Many developing nations fear arbitration on tax will go the same way as trade tribunals. No doubt, the business community will want its voice heard as well. So the OECD has called a fresh consultation ahead of its November meeting in Paris.
Three tiers for certainty
The OECD’s ‘unified approach’ is a compromise designed to bring as many stakeholders on board as possible. However, this has to be palatable for businesses and not just governments from all over the world. Companies in scope would encounter three-tiers for profit allocation as follows:
- Amount A – a share of deemed residual profits allocated to the market jurisdictions using a formulaic approach, i.e. the new taxing rights;
- Amount B – a fixed rate of remuneration for baseline marketing and distribution functions that take place in the market jurisdiction;
- Amount C – binding and effective dispute prevention and resolution mechanisms relating to all parts of the proposal, including any extra profits where in-country functions exceed the baseline activity compensated under Amount B.
The OECD’s three-pronged approach to profit allocation depends on how to interpret financial data drawn from consolidated accounts. The starting point for determining the profitability of the company would be the net operating margins – what is reported to financial regulators, not tax data.
Next comes the crucial distinction between residual and routine profits.
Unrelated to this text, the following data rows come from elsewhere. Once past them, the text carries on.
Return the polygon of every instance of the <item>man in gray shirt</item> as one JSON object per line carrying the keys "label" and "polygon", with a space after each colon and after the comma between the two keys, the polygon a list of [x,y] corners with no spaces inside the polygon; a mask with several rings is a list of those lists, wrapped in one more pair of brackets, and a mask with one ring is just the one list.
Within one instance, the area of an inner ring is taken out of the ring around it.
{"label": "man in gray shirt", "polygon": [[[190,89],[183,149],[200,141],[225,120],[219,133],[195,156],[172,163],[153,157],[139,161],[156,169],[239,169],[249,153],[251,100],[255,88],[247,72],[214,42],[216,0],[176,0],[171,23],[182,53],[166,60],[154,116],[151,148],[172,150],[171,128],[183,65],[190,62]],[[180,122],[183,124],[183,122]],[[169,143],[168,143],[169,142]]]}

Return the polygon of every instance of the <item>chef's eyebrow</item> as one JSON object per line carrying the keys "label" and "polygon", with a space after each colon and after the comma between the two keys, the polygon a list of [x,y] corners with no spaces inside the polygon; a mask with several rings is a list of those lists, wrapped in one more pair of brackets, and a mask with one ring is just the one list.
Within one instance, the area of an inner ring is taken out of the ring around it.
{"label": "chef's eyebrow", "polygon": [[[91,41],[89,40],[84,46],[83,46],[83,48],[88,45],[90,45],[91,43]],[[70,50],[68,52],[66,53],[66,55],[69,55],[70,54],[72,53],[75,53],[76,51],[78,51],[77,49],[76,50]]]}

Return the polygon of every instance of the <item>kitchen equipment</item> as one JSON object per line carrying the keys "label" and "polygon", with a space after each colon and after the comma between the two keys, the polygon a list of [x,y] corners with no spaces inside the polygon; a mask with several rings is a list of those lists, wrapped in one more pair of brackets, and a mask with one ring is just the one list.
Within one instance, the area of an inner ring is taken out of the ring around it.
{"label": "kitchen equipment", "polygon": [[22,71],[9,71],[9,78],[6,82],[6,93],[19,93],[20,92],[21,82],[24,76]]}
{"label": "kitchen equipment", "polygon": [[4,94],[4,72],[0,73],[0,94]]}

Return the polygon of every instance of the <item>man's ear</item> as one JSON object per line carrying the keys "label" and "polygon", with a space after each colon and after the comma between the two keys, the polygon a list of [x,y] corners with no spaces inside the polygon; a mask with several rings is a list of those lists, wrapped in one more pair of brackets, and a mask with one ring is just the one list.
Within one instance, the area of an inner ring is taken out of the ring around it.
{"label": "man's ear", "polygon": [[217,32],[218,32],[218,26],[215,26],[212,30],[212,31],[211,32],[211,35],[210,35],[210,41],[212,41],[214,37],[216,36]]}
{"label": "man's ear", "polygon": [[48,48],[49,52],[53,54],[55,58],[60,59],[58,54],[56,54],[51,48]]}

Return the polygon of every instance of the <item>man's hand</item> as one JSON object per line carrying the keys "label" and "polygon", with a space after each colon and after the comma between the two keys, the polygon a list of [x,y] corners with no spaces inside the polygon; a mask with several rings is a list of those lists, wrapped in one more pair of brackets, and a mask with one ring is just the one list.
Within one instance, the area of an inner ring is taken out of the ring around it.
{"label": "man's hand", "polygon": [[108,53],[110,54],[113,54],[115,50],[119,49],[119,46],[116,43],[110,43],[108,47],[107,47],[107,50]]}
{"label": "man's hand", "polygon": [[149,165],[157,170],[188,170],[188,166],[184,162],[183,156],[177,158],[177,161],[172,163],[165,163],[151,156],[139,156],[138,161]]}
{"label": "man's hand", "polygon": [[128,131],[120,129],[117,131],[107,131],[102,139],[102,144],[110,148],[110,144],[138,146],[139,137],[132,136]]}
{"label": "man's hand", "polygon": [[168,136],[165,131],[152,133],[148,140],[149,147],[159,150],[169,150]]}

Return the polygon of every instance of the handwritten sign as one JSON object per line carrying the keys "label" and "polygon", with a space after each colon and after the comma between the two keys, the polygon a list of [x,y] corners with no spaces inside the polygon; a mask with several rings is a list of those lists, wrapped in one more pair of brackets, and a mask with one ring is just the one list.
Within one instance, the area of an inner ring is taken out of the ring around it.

The mechanism would set a bar for making this distinction clear for the sake of practicality. The key test would be how much of the profits were drawn from sales and there would be a cut-off point for routine profits.
For example, company X has a profitability rate of 35%. “It has 100 sales and 35% of consolidated profit worldwide,” Saint-Amans said. “Let’s say for the sake of example, up to 10% we don’t reallocate profit but after 10% we reallocate.”
“If your profitability is 35%, you have 25% of deemed residual profit and you need to reallocate a percentage of that to the market jurisdiction,” he said. “Let’s say it’s 20%. You would reallocate 20% of 25%, which is 5% of the global profit of the company.”
The 5% would go to the market depending on its size. So if the UK has 10% of the company’s sales, the country would get taxing rights on 0.5% of the total profits of the company. These figures are just what Saint-Amans used to explain what the proposal means for a company. The numbers are open to negotiation.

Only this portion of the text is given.